Saturday, November 18, 2006

Phobos, Kerdos, Doxa.

Lately I’ve become very sanguine. It’s the reading. In quick succession I’ve read Robert Kaplan’s Imperial Grunts: The American soldier on the Ground, Task Force Dagger by Robin More, about the destruction of the Taliban in Afghanistan by small (10-11 men) teams, Operation Jedburgh: D-Day and America’s First Shadow War by Colin Beavan. I am in the middle of Victor Davis Hanson’s Who Killed Homer, The Demise of Classical Education and the Recovery of Greek Wisdom, and just finishing Kaplan’s Warrior Politics .Waiting on the dining table is Hanson’s The Soul of Battle which will ‘larn’ me about Epamonides, Sherman and Patton. Fifteen more titles wait in the lists, Oriana Fallaci, Laurence Wright, Robert Spencer, Leo Strauss, (the St. Paul libraries have no Leo Strauss!!), Andy Bostom, Paul Berman, et. al.

From Warrior Politics: “Thucydides’ military history leads him to the following conclusion: Whatever we may think or profess, human behavior is guided by fear (phobos), self-interest (kerdos), and honor (doxa). These aspects of human nature cause war and instability, accounting for anthropinon, the ‘human condition. The human condition, in turn, leads to political crises: when physis (pure instinct) triumphs over nomoi (laws), politics fails and is replaced by anarchy. The solution to anarchy is not to deny fear, self-interest, and honor but to manage them for the sake of a moral outcome. “ (By the way, in the previous post I quoted Kaplan quoting Machiavelli quoting Livy. I haven’t read Machiavelli or Livy. I have read Thucydides’ Peloponnisian Wars.)

As I’ve said, very sanguine. Yet more composed, less reactive and volatile to the day to day alarum of the news cycle. Human nature plays out before us; mostly beyond our control… Matthew Arnold’s ignorant armies clashing by night. (Matthew Arnold, Dover Beach) So I read more and fret less.

Warrior Politics is a short book, some 180 pages, with chapters on Churchill’s River War; Livy’s Punic War; Sun-Tzu & Thucydides; Machiavelliam Virtue, Determinism; Hobbes & Malthus, (very, very interesting; abandon your conventional idea about Malthus); The Holocause, Realism & Kant; the World of Achilles: Ancient soldiers, Modern warriors; China & global governance; and Tiberius.

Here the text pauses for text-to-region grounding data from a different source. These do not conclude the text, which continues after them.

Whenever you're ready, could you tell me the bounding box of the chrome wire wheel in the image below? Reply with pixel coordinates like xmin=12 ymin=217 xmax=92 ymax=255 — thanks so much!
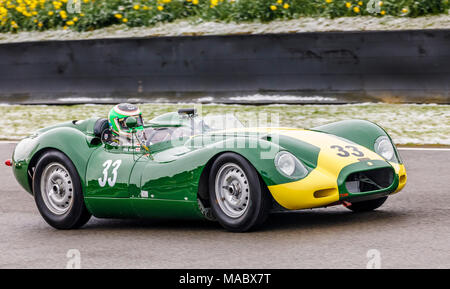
xmin=40 ymin=162 xmax=74 ymax=215
xmin=214 ymin=163 xmax=251 ymax=218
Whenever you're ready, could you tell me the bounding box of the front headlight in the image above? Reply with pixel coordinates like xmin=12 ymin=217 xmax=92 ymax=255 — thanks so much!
xmin=274 ymin=151 xmax=308 ymax=179
xmin=374 ymin=136 xmax=395 ymax=161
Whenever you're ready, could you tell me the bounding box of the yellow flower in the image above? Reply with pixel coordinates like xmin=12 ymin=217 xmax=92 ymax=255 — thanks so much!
xmin=326 ymin=0 xmax=332 ymax=3
xmin=114 ymin=13 xmax=122 ymax=19
xmin=402 ymin=8 xmax=408 ymax=13
xmin=133 ymin=4 xmax=140 ymax=10
xmin=73 ymin=17 xmax=78 ymax=22
xmin=38 ymin=22 xmax=43 ymax=28
xmin=60 ymin=10 xmax=67 ymax=19
xmin=66 ymin=20 xmax=74 ymax=25
xmin=283 ymin=3 xmax=289 ymax=9
xmin=358 ymin=1 xmax=363 ymax=6
xmin=53 ymin=1 xmax=62 ymax=9
xmin=63 ymin=25 xmax=68 ymax=30
xmin=122 ymin=18 xmax=128 ymax=23
xmin=270 ymin=5 xmax=277 ymax=10
xmin=380 ymin=10 xmax=385 ymax=15
xmin=345 ymin=2 xmax=351 ymax=8
xmin=193 ymin=0 xmax=199 ymax=5
xmin=353 ymin=6 xmax=360 ymax=13
xmin=48 ymin=11 xmax=54 ymax=16
xmin=157 ymin=5 xmax=164 ymax=11
xmin=379 ymin=1 xmax=383 ymax=6
xmin=277 ymin=0 xmax=283 ymax=4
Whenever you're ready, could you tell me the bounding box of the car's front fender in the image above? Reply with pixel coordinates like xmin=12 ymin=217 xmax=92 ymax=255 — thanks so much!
xmin=312 ymin=119 xmax=402 ymax=164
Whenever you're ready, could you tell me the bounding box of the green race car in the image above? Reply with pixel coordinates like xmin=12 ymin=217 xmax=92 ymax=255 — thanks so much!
xmin=7 ymin=106 xmax=407 ymax=232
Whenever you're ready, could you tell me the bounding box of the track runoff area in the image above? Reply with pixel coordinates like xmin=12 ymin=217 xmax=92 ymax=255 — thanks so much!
xmin=0 ymin=144 xmax=449 ymax=278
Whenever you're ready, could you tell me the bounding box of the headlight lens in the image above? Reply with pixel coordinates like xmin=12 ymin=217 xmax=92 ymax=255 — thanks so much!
xmin=374 ymin=136 xmax=395 ymax=161
xmin=274 ymin=151 xmax=308 ymax=179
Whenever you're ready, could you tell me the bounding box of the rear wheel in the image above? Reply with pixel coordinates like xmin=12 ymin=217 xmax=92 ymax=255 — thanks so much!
xmin=33 ymin=150 xmax=91 ymax=229
xmin=346 ymin=196 xmax=388 ymax=212
xmin=209 ymin=153 xmax=270 ymax=232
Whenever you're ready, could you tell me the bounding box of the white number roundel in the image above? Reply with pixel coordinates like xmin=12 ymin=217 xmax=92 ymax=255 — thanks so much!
xmin=98 ymin=159 xmax=122 ymax=187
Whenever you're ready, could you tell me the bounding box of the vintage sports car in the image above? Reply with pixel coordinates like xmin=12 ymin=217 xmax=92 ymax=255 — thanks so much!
xmin=7 ymin=108 xmax=407 ymax=232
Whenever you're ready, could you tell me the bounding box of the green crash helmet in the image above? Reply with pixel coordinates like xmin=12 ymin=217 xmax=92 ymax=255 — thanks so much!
xmin=108 ymin=103 xmax=144 ymax=136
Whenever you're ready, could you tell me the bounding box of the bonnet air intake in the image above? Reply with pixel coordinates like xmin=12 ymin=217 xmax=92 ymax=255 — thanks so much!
xmin=345 ymin=167 xmax=394 ymax=193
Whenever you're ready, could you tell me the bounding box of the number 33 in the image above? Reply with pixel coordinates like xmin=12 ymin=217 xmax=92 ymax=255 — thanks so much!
xmin=330 ymin=145 xmax=364 ymax=157
xmin=98 ymin=159 xmax=122 ymax=187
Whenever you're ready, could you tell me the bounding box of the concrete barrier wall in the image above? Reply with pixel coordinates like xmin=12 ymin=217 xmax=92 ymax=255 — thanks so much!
xmin=0 ymin=29 xmax=448 ymax=104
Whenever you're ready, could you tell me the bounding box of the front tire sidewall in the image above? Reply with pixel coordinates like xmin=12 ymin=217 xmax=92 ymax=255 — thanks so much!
xmin=33 ymin=150 xmax=90 ymax=229
xmin=209 ymin=153 xmax=268 ymax=232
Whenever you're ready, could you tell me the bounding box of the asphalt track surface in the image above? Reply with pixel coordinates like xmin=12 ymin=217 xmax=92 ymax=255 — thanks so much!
xmin=0 ymin=143 xmax=449 ymax=269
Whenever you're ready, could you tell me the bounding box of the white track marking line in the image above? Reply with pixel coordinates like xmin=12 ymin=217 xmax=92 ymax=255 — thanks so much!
xmin=398 ymin=147 xmax=450 ymax=151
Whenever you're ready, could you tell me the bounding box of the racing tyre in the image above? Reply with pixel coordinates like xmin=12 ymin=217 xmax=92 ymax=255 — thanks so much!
xmin=33 ymin=150 xmax=91 ymax=229
xmin=209 ymin=153 xmax=271 ymax=232
xmin=346 ymin=196 xmax=388 ymax=213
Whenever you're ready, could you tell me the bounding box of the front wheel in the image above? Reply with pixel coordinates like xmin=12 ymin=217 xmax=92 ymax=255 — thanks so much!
xmin=346 ymin=196 xmax=388 ymax=212
xmin=209 ymin=153 xmax=270 ymax=232
xmin=33 ymin=150 xmax=91 ymax=229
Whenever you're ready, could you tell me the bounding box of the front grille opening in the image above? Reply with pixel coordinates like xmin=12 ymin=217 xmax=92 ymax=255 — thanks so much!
xmin=345 ymin=167 xmax=394 ymax=193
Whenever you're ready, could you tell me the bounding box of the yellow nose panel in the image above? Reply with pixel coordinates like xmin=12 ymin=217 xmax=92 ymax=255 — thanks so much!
xmin=390 ymin=163 xmax=407 ymax=194
xmin=281 ymin=130 xmax=384 ymax=175
xmin=268 ymin=168 xmax=340 ymax=210
xmin=268 ymin=130 xmax=386 ymax=210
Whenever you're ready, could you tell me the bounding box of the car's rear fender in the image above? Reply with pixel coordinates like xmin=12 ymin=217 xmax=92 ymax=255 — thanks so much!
xmin=12 ymin=127 xmax=100 ymax=195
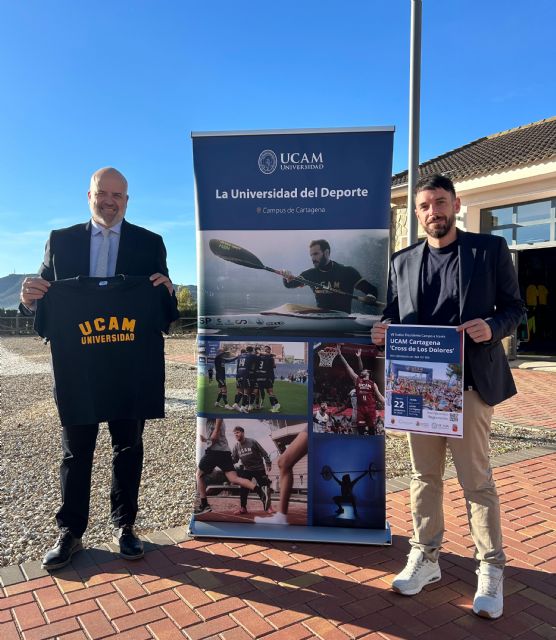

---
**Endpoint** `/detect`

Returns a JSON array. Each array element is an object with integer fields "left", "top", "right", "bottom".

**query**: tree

[{"left": 176, "top": 287, "right": 196, "bottom": 317}]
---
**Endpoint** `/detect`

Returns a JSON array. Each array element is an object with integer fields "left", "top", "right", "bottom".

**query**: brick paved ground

[
  {"left": 495, "top": 369, "right": 556, "bottom": 429},
  {"left": 1, "top": 450, "right": 554, "bottom": 640},
  {"left": 2, "top": 361, "right": 554, "bottom": 639}
]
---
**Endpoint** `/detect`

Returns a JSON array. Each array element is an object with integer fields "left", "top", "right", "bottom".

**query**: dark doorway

[{"left": 518, "top": 247, "right": 556, "bottom": 354}]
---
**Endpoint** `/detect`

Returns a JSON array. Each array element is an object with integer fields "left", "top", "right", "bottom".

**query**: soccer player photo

[
  {"left": 313, "top": 342, "right": 385, "bottom": 436},
  {"left": 197, "top": 338, "right": 308, "bottom": 416},
  {"left": 193, "top": 417, "right": 308, "bottom": 526},
  {"left": 198, "top": 229, "right": 388, "bottom": 336}
]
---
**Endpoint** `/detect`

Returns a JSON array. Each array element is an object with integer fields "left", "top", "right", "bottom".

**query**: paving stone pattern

[
  {"left": 1, "top": 451, "right": 555, "bottom": 640},
  {"left": 2, "top": 354, "right": 554, "bottom": 638}
]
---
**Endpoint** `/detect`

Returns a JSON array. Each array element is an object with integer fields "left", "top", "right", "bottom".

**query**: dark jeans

[{"left": 56, "top": 419, "right": 145, "bottom": 537}]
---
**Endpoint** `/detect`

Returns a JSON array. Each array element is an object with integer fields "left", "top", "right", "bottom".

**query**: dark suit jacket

[
  {"left": 22, "top": 219, "right": 178, "bottom": 320},
  {"left": 382, "top": 230, "right": 523, "bottom": 406},
  {"left": 38, "top": 219, "right": 169, "bottom": 281}
]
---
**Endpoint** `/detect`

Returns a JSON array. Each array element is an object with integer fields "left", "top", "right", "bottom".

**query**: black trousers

[
  {"left": 56, "top": 419, "right": 145, "bottom": 537},
  {"left": 236, "top": 469, "right": 270, "bottom": 508}
]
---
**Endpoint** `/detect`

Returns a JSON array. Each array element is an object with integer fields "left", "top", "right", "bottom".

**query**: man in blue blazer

[
  {"left": 372, "top": 174, "right": 523, "bottom": 619},
  {"left": 20, "top": 167, "right": 178, "bottom": 569}
]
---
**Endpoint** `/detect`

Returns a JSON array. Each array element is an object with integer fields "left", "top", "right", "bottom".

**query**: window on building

[{"left": 481, "top": 198, "right": 555, "bottom": 245}]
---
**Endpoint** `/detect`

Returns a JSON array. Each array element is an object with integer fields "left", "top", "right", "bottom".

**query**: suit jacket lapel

[
  {"left": 77, "top": 222, "right": 92, "bottom": 276},
  {"left": 407, "top": 241, "right": 426, "bottom": 316},
  {"left": 458, "top": 231, "right": 476, "bottom": 317},
  {"left": 115, "top": 219, "right": 132, "bottom": 274}
]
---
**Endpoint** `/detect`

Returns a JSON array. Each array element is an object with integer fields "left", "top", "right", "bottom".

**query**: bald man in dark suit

[{"left": 20, "top": 167, "right": 178, "bottom": 569}]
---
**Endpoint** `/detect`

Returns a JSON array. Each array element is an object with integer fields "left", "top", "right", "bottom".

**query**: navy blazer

[{"left": 382, "top": 230, "right": 523, "bottom": 406}]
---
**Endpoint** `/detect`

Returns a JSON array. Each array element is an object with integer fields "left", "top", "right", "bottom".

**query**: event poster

[
  {"left": 384, "top": 325, "right": 464, "bottom": 438},
  {"left": 192, "top": 128, "right": 393, "bottom": 542}
]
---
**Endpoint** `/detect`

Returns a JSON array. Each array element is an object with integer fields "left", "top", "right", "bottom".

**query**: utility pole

[{"left": 407, "top": 0, "right": 422, "bottom": 245}]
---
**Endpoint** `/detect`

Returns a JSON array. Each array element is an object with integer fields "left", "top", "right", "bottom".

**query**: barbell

[{"left": 321, "top": 462, "right": 378, "bottom": 481}]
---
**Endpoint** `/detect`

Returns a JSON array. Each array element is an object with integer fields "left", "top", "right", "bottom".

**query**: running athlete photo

[{"left": 194, "top": 418, "right": 270, "bottom": 516}]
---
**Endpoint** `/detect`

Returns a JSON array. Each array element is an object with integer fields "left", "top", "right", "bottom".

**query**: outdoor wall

[{"left": 390, "top": 159, "right": 556, "bottom": 250}]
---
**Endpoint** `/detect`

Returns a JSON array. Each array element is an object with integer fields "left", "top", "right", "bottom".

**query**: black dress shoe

[
  {"left": 42, "top": 528, "right": 83, "bottom": 571},
  {"left": 114, "top": 525, "right": 144, "bottom": 559}
]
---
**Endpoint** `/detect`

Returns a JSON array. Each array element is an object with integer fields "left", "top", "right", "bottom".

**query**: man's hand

[
  {"left": 371, "top": 321, "right": 390, "bottom": 346},
  {"left": 457, "top": 318, "right": 493, "bottom": 343},
  {"left": 280, "top": 269, "right": 296, "bottom": 283},
  {"left": 362, "top": 294, "right": 377, "bottom": 305},
  {"left": 200, "top": 434, "right": 208, "bottom": 443},
  {"left": 20, "top": 277, "right": 50, "bottom": 307},
  {"left": 150, "top": 273, "right": 174, "bottom": 296}
]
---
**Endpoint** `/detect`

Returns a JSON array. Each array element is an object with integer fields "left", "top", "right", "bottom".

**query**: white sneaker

[
  {"left": 254, "top": 512, "right": 288, "bottom": 525},
  {"left": 473, "top": 563, "right": 503, "bottom": 619},
  {"left": 224, "top": 404, "right": 233, "bottom": 410},
  {"left": 214, "top": 401, "right": 223, "bottom": 407},
  {"left": 391, "top": 548, "right": 441, "bottom": 595},
  {"left": 232, "top": 403, "right": 241, "bottom": 411}
]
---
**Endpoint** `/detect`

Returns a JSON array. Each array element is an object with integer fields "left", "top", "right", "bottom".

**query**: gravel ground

[{"left": 1, "top": 335, "right": 555, "bottom": 567}]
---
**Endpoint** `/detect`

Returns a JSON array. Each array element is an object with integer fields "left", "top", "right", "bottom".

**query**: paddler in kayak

[{"left": 280, "top": 239, "right": 378, "bottom": 313}]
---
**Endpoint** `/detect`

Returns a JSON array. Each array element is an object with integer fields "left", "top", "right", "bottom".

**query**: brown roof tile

[{"left": 392, "top": 116, "right": 556, "bottom": 187}]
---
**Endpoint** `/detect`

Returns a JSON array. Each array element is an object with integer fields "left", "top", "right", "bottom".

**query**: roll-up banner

[{"left": 192, "top": 127, "right": 394, "bottom": 544}]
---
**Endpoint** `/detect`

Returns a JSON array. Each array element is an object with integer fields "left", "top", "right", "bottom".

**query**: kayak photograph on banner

[
  {"left": 192, "top": 127, "right": 394, "bottom": 544},
  {"left": 313, "top": 342, "right": 385, "bottom": 436},
  {"left": 199, "top": 229, "right": 387, "bottom": 336},
  {"left": 384, "top": 325, "right": 464, "bottom": 438},
  {"left": 197, "top": 337, "right": 308, "bottom": 417}
]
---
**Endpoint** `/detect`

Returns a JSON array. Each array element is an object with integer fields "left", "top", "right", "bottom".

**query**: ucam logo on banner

[{"left": 191, "top": 127, "right": 394, "bottom": 545}]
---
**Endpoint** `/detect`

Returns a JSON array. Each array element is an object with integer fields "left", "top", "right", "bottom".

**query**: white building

[{"left": 390, "top": 116, "right": 556, "bottom": 355}]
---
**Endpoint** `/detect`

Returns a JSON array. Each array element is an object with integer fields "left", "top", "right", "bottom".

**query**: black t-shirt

[
  {"left": 418, "top": 241, "right": 460, "bottom": 326},
  {"left": 214, "top": 352, "right": 235, "bottom": 376},
  {"left": 257, "top": 353, "right": 275, "bottom": 378},
  {"left": 284, "top": 261, "right": 372, "bottom": 313},
  {"left": 418, "top": 240, "right": 474, "bottom": 389},
  {"left": 35, "top": 276, "right": 175, "bottom": 426}
]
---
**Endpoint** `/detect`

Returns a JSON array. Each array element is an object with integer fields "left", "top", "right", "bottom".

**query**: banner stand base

[{"left": 189, "top": 518, "right": 391, "bottom": 545}]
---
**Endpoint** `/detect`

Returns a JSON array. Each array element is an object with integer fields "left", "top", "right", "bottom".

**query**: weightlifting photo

[
  {"left": 311, "top": 433, "right": 386, "bottom": 529},
  {"left": 313, "top": 341, "right": 385, "bottom": 436}
]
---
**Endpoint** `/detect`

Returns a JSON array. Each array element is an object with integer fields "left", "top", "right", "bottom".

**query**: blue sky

[{"left": 1, "top": 0, "right": 554, "bottom": 284}]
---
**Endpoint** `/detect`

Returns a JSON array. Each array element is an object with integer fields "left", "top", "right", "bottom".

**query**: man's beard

[
  {"left": 423, "top": 215, "right": 454, "bottom": 239},
  {"left": 313, "top": 257, "right": 329, "bottom": 269}
]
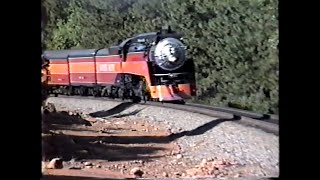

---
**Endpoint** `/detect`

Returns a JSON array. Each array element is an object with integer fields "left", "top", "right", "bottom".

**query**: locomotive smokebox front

[{"left": 149, "top": 37, "right": 187, "bottom": 71}]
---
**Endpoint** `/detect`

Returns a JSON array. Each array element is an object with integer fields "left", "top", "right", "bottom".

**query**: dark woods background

[{"left": 41, "top": 0, "right": 278, "bottom": 115}]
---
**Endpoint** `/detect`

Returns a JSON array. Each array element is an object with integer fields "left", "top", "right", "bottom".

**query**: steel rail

[{"left": 50, "top": 95, "right": 279, "bottom": 136}]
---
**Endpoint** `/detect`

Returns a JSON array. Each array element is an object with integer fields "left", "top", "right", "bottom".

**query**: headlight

[{"left": 149, "top": 38, "right": 187, "bottom": 71}]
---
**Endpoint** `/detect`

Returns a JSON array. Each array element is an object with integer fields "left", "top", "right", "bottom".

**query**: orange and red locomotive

[{"left": 42, "top": 28, "right": 196, "bottom": 103}]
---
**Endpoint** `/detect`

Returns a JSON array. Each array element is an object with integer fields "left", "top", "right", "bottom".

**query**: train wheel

[
  {"left": 79, "top": 87, "right": 84, "bottom": 96},
  {"left": 93, "top": 87, "right": 100, "bottom": 97},
  {"left": 101, "top": 87, "right": 108, "bottom": 97},
  {"left": 80, "top": 87, "right": 87, "bottom": 96},
  {"left": 109, "top": 86, "right": 117, "bottom": 99},
  {"left": 136, "top": 80, "right": 147, "bottom": 103},
  {"left": 141, "top": 93, "right": 147, "bottom": 103},
  {"left": 92, "top": 89, "right": 100, "bottom": 97},
  {"left": 118, "top": 88, "right": 125, "bottom": 101},
  {"left": 66, "top": 87, "right": 73, "bottom": 96},
  {"left": 88, "top": 88, "right": 93, "bottom": 96}
]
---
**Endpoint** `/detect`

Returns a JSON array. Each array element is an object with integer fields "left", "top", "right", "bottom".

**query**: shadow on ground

[
  {"left": 42, "top": 102, "right": 240, "bottom": 162},
  {"left": 42, "top": 132, "right": 166, "bottom": 162},
  {"left": 89, "top": 102, "right": 136, "bottom": 118},
  {"left": 110, "top": 108, "right": 145, "bottom": 118},
  {"left": 42, "top": 110, "right": 165, "bottom": 162}
]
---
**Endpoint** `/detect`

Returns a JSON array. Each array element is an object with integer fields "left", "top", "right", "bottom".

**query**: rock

[
  {"left": 222, "top": 170, "right": 228, "bottom": 175},
  {"left": 176, "top": 154, "right": 183, "bottom": 159},
  {"left": 213, "top": 169, "right": 220, "bottom": 175},
  {"left": 132, "top": 160, "right": 143, "bottom": 164},
  {"left": 96, "top": 164, "right": 102, "bottom": 168},
  {"left": 186, "top": 168, "right": 199, "bottom": 176},
  {"left": 162, "top": 172, "right": 168, "bottom": 177},
  {"left": 86, "top": 118, "right": 97, "bottom": 123},
  {"left": 68, "top": 111, "right": 74, "bottom": 116},
  {"left": 99, "top": 129, "right": 106, "bottom": 133},
  {"left": 115, "top": 121, "right": 125, "bottom": 125},
  {"left": 69, "top": 166, "right": 81, "bottom": 170},
  {"left": 177, "top": 161, "right": 184, "bottom": 165},
  {"left": 84, "top": 162, "right": 93, "bottom": 166},
  {"left": 138, "top": 160, "right": 144, "bottom": 164},
  {"left": 170, "top": 159, "right": 177, "bottom": 164},
  {"left": 171, "top": 150, "right": 178, "bottom": 155},
  {"left": 130, "top": 167, "right": 144, "bottom": 177},
  {"left": 200, "top": 159, "right": 207, "bottom": 167},
  {"left": 43, "top": 103, "right": 56, "bottom": 114},
  {"left": 142, "top": 129, "right": 149, "bottom": 132},
  {"left": 217, "top": 173, "right": 224, "bottom": 178},
  {"left": 96, "top": 118, "right": 105, "bottom": 121},
  {"left": 68, "top": 159, "right": 76, "bottom": 165},
  {"left": 93, "top": 140, "right": 104, "bottom": 144},
  {"left": 81, "top": 113, "right": 89, "bottom": 118},
  {"left": 149, "top": 116, "right": 157, "bottom": 121},
  {"left": 46, "top": 158, "right": 63, "bottom": 169},
  {"left": 233, "top": 173, "right": 240, "bottom": 178}
]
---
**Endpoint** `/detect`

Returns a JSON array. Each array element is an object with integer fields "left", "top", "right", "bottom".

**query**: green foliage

[{"left": 42, "top": 0, "right": 278, "bottom": 114}]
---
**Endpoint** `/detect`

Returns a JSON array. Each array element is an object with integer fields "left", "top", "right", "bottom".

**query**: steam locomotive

[{"left": 42, "top": 27, "right": 196, "bottom": 103}]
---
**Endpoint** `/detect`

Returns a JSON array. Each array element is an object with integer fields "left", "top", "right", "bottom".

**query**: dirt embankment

[{"left": 42, "top": 107, "right": 244, "bottom": 179}]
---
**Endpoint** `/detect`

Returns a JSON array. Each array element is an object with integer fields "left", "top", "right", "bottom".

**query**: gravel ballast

[{"left": 46, "top": 97, "right": 279, "bottom": 178}]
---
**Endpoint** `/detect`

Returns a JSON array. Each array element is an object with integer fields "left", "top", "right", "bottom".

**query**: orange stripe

[
  {"left": 69, "top": 63, "right": 95, "bottom": 73},
  {"left": 49, "top": 64, "right": 68, "bottom": 74}
]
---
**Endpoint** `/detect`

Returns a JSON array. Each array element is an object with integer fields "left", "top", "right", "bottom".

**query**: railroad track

[{"left": 48, "top": 95, "right": 279, "bottom": 136}]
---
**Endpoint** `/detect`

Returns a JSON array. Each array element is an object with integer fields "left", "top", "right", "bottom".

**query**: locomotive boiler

[{"left": 42, "top": 28, "right": 196, "bottom": 103}]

Quotes from James Madison, Federalist 51…”men are so far beyond redemption that the only solution is to set ambition against ambition, and interest against interest”, and “If men were angels, no government would be necessary, and Hamilton, “…the passions of men will not conform to the dictates of reason without constraint”, and “Men often oppose a thing merely because they have had no agency in planning it or because it may have been planned by those whom the dislike” state Kaplan’s theme clearly. And help me understand the times.
So the Dems have taken the house and senate. And already fall into factions. The Repubs elevate to leadership the same voices. The press shifts slightly, reporting on persons, events and character which before the election, so the speculation goes, might have aided the Repubs. Let’s not be so hasty replaces the phased-exit timetable-handoff, do-this-Maliki-or-else we’re leaving music. More rockets are aimed at Israel. McConnell is a bright spot, promising that “Senator Reid can expect all of the cooperation that he extended us in similar circumstances”. I’d really like to hear the backroom talks in Vietnam. The ‘Worst Secretary of Defense ever’ says Fred Barnes is gone. (Who is third worst Fred? Eleventh best?) Gates is the ambition blocking Baker’s ambition says Douglas J. Feith in The Donald Rumsfeld I know isn't the one you know. Iran continues to say they will annihilate Israel. We’ve sent four (I say again FOUR!) of our carriers to cruise about in the salty waters near Bahrain. Condi Rice says we’ll help N. Korea with (food) assistance when they stand down from their nukes. (Does this mean we’re saying to China, you do the nukes’ squishing and we’ll do the rice deliveries? Maybe.) Four Americans and an Austrian are kidnapped by the ubiquitous ‘gunmen” in Iraq. God let them be just criminal gunmen and not the ‘other gunmen’. Phobos, kerdos, doxa.